All of the above said, I do support a Global Minimum Wage in three different senses: literally as well as in terms of industry and circumstance.

Minimum wage requirements should be worked into any international trade deals; demanding that a developing country set a national minimum wage as one price for access to the American consumer market will not only offset the impact of any such trade deals on American workers, but also encourage a middle class in that developing country which will in turn encourage democracy and stability, not to mention create a larger market for American exports.

I also believe tipped workers should be paid the same as everyone else; I've experienced first-hand how tipped workers making just a few dollars an hour in non-tip wages can be taken advantage of by being assigned work which doesn't directly generate tips.

Finally, I believe a Global Minimum Wage should be applied across all circumstances, including to our prison population.
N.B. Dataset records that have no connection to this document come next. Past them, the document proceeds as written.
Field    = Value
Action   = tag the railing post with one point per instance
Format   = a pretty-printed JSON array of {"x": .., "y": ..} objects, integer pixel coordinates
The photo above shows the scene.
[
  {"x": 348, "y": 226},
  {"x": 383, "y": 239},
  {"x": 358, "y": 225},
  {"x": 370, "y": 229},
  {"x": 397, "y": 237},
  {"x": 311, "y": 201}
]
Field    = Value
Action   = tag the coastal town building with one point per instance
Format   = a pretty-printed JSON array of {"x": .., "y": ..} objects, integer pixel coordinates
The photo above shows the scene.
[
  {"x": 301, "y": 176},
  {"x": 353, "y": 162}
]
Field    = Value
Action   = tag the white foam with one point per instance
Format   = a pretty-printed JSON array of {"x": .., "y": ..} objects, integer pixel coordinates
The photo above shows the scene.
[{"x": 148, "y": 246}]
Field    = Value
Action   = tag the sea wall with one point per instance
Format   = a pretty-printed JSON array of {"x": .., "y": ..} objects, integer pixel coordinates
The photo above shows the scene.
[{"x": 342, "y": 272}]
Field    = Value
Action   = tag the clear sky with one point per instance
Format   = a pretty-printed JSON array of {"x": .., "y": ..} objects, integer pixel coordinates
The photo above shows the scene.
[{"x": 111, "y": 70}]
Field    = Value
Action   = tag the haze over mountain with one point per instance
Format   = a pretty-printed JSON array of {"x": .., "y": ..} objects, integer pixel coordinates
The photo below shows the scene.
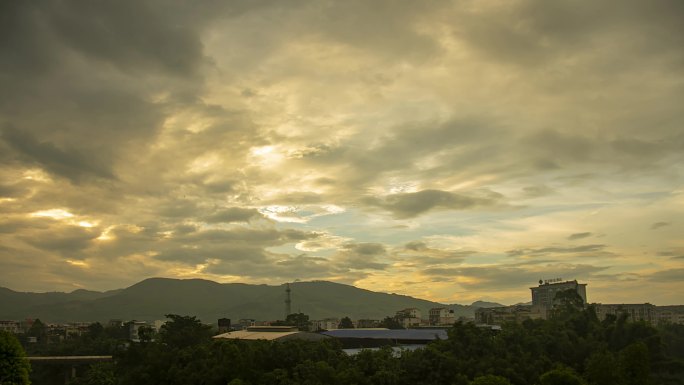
[{"x": 152, "y": 298}]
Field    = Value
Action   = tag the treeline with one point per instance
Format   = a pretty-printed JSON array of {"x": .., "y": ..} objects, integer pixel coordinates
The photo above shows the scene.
[{"x": 572, "y": 348}]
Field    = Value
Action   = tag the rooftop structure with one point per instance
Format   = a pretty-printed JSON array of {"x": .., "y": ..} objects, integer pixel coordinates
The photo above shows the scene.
[
  {"x": 544, "y": 294},
  {"x": 271, "y": 333}
]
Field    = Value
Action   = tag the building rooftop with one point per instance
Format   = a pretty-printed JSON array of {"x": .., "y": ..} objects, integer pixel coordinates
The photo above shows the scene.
[
  {"x": 271, "y": 333},
  {"x": 390, "y": 334}
]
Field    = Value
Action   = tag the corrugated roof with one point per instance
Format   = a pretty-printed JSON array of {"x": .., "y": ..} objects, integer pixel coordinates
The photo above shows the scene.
[
  {"x": 392, "y": 334},
  {"x": 270, "y": 335}
]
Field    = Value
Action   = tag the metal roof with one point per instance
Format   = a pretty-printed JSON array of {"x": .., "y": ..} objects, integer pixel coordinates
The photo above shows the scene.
[
  {"x": 270, "y": 335},
  {"x": 390, "y": 334}
]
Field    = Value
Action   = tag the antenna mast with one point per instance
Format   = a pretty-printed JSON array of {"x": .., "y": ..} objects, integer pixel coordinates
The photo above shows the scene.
[{"x": 288, "y": 301}]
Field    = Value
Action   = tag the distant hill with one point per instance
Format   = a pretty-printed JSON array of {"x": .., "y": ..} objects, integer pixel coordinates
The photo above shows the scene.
[{"x": 152, "y": 298}]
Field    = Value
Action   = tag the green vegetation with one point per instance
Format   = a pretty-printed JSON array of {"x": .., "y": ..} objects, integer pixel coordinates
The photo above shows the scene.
[
  {"x": 573, "y": 348},
  {"x": 14, "y": 368}
]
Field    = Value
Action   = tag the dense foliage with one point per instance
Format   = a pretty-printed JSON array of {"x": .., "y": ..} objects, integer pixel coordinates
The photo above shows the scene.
[
  {"x": 572, "y": 348},
  {"x": 14, "y": 368}
]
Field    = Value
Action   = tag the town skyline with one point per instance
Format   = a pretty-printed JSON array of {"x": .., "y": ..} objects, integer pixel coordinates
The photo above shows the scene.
[{"x": 451, "y": 151}]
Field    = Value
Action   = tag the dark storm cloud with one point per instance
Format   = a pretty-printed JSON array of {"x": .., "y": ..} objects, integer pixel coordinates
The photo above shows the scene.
[
  {"x": 234, "y": 214},
  {"x": 409, "y": 205},
  {"x": 576, "y": 236},
  {"x": 419, "y": 255},
  {"x": 360, "y": 256},
  {"x": 558, "y": 250},
  {"x": 671, "y": 275},
  {"x": 509, "y": 277},
  {"x": 545, "y": 31},
  {"x": 69, "y": 162},
  {"x": 658, "y": 225},
  {"x": 68, "y": 241},
  {"x": 537, "y": 191}
]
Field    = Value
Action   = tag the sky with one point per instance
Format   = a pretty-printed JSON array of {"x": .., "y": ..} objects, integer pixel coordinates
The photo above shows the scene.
[{"x": 448, "y": 150}]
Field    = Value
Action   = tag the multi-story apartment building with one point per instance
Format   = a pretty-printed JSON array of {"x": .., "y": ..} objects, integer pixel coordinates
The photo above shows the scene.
[
  {"x": 544, "y": 295},
  {"x": 409, "y": 317},
  {"x": 440, "y": 316},
  {"x": 11, "y": 326}
]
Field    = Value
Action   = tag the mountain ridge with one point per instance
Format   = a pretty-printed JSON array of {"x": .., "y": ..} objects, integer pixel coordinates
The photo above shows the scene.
[{"x": 152, "y": 298}]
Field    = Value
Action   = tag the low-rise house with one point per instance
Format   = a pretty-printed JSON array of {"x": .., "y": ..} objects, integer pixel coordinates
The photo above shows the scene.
[{"x": 271, "y": 333}]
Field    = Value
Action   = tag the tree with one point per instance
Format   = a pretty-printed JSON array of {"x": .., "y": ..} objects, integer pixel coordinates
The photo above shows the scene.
[
  {"x": 490, "y": 380},
  {"x": 566, "y": 303},
  {"x": 38, "y": 330},
  {"x": 184, "y": 331},
  {"x": 14, "y": 367},
  {"x": 346, "y": 323},
  {"x": 561, "y": 376},
  {"x": 635, "y": 363}
]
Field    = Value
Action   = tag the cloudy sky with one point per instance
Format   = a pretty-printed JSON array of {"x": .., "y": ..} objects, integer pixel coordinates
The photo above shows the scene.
[{"x": 448, "y": 150}]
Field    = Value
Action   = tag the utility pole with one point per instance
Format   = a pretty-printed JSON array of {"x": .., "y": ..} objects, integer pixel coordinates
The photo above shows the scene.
[{"x": 288, "y": 301}]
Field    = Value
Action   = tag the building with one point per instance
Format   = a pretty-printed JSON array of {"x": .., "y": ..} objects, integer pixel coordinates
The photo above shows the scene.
[
  {"x": 635, "y": 312},
  {"x": 224, "y": 325},
  {"x": 506, "y": 314},
  {"x": 325, "y": 324},
  {"x": 440, "y": 316},
  {"x": 367, "y": 323},
  {"x": 134, "y": 329},
  {"x": 544, "y": 295},
  {"x": 409, "y": 317},
  {"x": 374, "y": 338},
  {"x": 11, "y": 326},
  {"x": 271, "y": 333}
]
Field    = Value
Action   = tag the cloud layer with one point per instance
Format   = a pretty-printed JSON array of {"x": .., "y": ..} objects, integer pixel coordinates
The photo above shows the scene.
[{"x": 451, "y": 151}]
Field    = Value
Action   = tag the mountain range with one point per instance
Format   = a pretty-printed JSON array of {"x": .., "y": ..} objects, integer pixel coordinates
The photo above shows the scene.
[{"x": 152, "y": 298}]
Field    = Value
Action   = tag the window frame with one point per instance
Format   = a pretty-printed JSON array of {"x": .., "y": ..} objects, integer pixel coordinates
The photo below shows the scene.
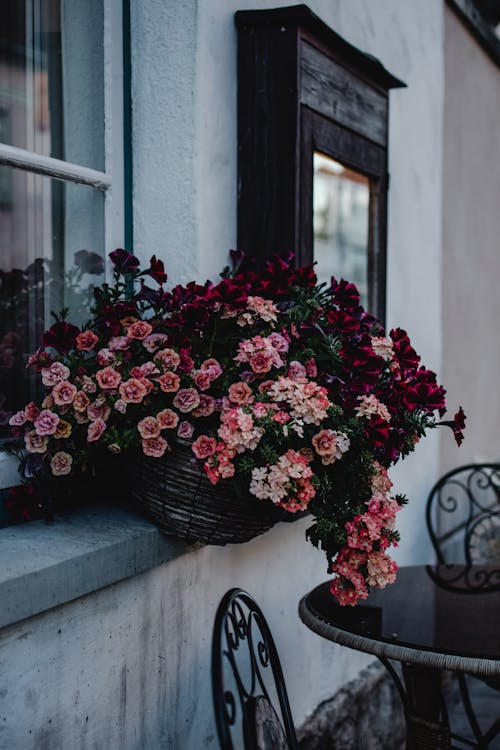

Aside from the fact that allowing prison wages of only a few cents an hour creates a perverse incentive to lock people up if only because it's all that much cheaper, paying prisoners at least $7.50 an hour provides more funds for restitution to victims, more funds for the support of families left on the outside (thus decreasing the need for social services), more funds for trust funds which can give newly-released prisoners a source of support and stability upon release, and decreases the economic competition slave labor poses to Colorado businesses whose employees aren't wearing orange (think of the "pie" scene in The Shawshank Redemption).

If the Thirteenth Amendment needs to be amended to apply the above common sense, then so be it.